Deep Learning Fundamentals - Classic Edition

A newer version of this course is available! Check here for details!

Backpropagation explained | Part 4 - Calculating the gradient

video

expand_more chevron_left

text

expand_more chevron_left

Backpropagation explained | Part 4 - Calculating the gradient

Hey, what's going on everyone? In this episode, we're finally going to see how backpropagation calculates the gradient of the loss function with respect to the weights in a neural network.

So let's get to it.

Our Task

We're now on episode number four in our journey through understanding backpropagation. In the last episode, we focused on how we can mathematically express certain facts about the training process.

Now we're going to be using these expressions to help us differentiate the loss of the neural network with respect to the weights.

Recall from the episode that covered the intuition for backpropagation that for stochastic gradient descent to update the weights of the network, it first needs to calculate the gradient of the loss with respect to these weights.

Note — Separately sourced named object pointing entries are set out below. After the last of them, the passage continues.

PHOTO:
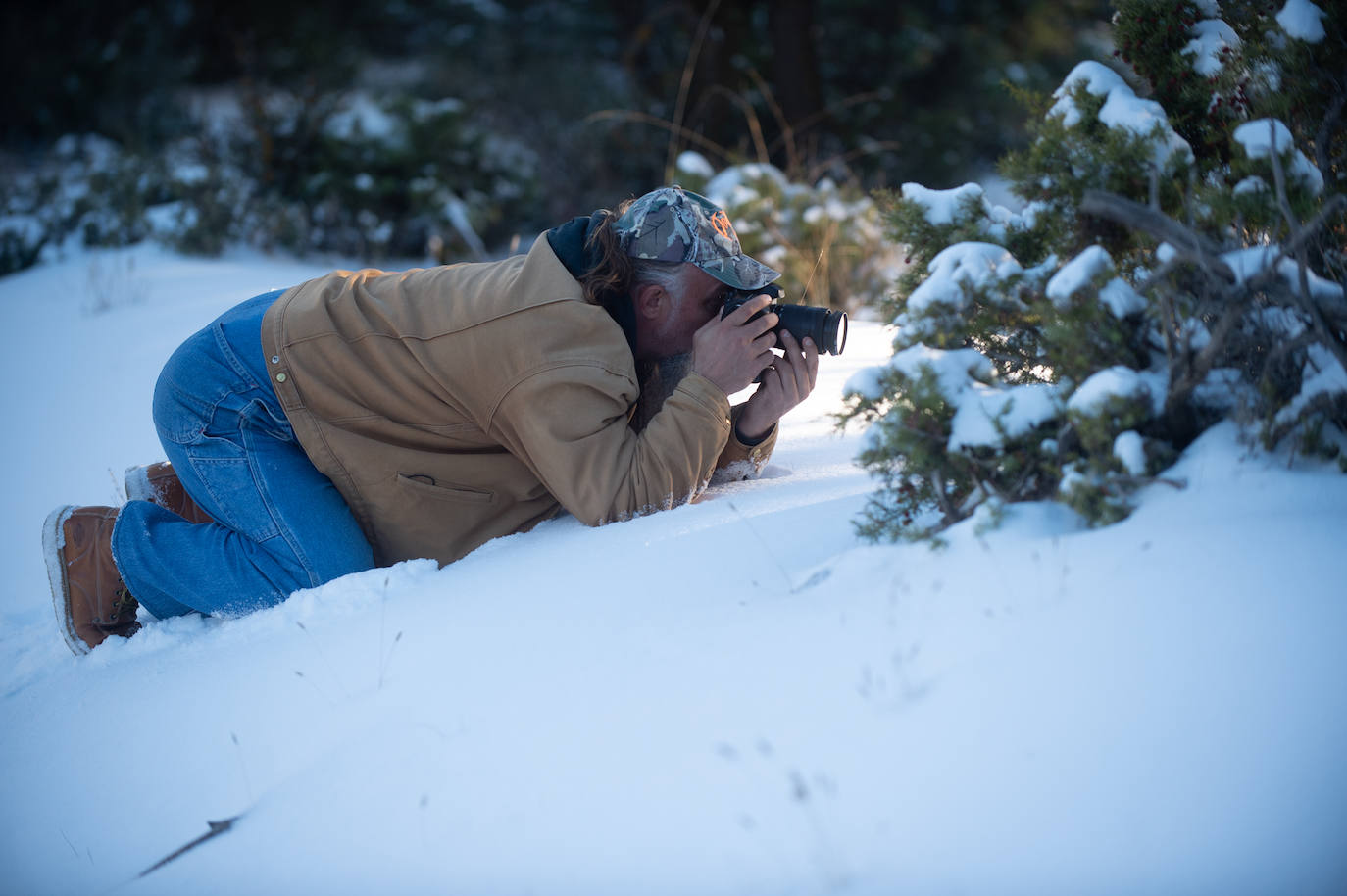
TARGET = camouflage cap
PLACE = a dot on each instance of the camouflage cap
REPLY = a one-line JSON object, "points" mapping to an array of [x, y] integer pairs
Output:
{"points": [[673, 224]]}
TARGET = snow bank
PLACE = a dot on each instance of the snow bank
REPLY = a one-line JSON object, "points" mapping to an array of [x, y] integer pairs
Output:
{"points": [[1303, 21], [1261, 136], [942, 205], [1211, 36], [973, 265], [1114, 381], [734, 697]]}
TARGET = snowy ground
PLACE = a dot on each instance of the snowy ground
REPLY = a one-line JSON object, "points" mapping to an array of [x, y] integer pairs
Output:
{"points": [[734, 697]]}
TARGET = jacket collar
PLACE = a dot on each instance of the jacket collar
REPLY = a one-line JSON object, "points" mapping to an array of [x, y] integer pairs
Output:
{"points": [[570, 243]]}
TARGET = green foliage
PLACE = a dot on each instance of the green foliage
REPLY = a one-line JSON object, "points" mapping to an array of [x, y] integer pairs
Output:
{"points": [[1203, 279], [372, 180], [827, 240]]}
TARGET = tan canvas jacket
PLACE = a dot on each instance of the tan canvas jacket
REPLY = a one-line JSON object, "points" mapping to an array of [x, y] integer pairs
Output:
{"points": [[456, 405]]}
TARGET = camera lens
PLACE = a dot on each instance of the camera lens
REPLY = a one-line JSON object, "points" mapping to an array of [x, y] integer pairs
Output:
{"points": [[824, 326]]}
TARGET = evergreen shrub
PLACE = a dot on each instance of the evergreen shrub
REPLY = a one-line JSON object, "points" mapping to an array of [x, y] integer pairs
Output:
{"points": [[827, 240], [1177, 262]]}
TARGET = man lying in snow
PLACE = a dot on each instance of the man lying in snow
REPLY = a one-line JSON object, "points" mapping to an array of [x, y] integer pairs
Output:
{"points": [[366, 418]]}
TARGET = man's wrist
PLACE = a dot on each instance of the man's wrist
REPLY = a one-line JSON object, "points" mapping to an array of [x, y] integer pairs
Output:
{"points": [[751, 441]]}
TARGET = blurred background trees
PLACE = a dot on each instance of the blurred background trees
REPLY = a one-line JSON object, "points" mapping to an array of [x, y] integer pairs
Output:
{"points": [[303, 125]]}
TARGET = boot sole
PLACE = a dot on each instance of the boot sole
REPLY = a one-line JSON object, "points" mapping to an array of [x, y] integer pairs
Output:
{"points": [[53, 547], [136, 481]]}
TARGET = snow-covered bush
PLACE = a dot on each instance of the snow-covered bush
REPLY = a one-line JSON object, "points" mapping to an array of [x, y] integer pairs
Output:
{"points": [[86, 189], [402, 178], [1166, 271], [827, 240]]}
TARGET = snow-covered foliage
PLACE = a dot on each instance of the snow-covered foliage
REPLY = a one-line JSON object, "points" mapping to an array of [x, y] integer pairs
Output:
{"points": [[393, 178], [733, 698], [825, 238], [1167, 271]]}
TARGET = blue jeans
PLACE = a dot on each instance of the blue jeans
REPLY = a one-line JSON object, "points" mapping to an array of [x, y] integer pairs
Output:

Calculating this gradient is exactly what we'll be focusing on in this episode.

We're first going to start out by checking out the equation that backprop uses to differentiate the loss with respect to weights in the network.

Then, we'll see that this equation is made up of multiple terms. This will allow us to break down and focus on each of these terms individually.

Lastly, we'll take the results from each term and combine them to obtain the final result, which will be the gradient of the loss function.

Alright, let's begin.

Derivative of the Loss Function with Respect to the Weights

Let's look at a single weight that connects node \(2\) in layer \(L-1\) to node \(1\) in layer \(L\).

This weight is denoted as

\[ w_{12}^{\left( L\right) }\text{.} \]

The derivative of the loss \( C_{0} \) with respect to this particular weight \( w_{12}^{(L)} \) is denoted as

\[ \frac{\partial C_{0}}{\partial w_{12}^{(L)}}\text{.} \]

Since \( C_{0} \) depends on \( a_{1}^{\left( L\right) }\text{,} \) and \( a_{1}^{\left( L\right) } \) depends on \( z_{1}^{(L)}\text{,}\) and \( z_{1}^{(L)} \) depends on \( w_{12}^{(L)}\text{,} \) the chain rule tells us that to differentiate \( C_{0} \) with respect to \( w_{12}^{(L)}\text{,} \) we take the product of the derivatives of the composed function.

This is expressed as

\[ \frac{\partial C_{0}}{\partial w_{12}^{(L)}} = \left(\frac{\partial C_{0}}{\partial a_{1}^{(L)}} \right) \left(\frac{\partial a_{1}^{(L)}}{\partial z_{1}^{(L)}} \right) \left(\frac{\partial z_{1}^{(L)}}{\partial w_{12}^{(L)}}\right) \text{.} \]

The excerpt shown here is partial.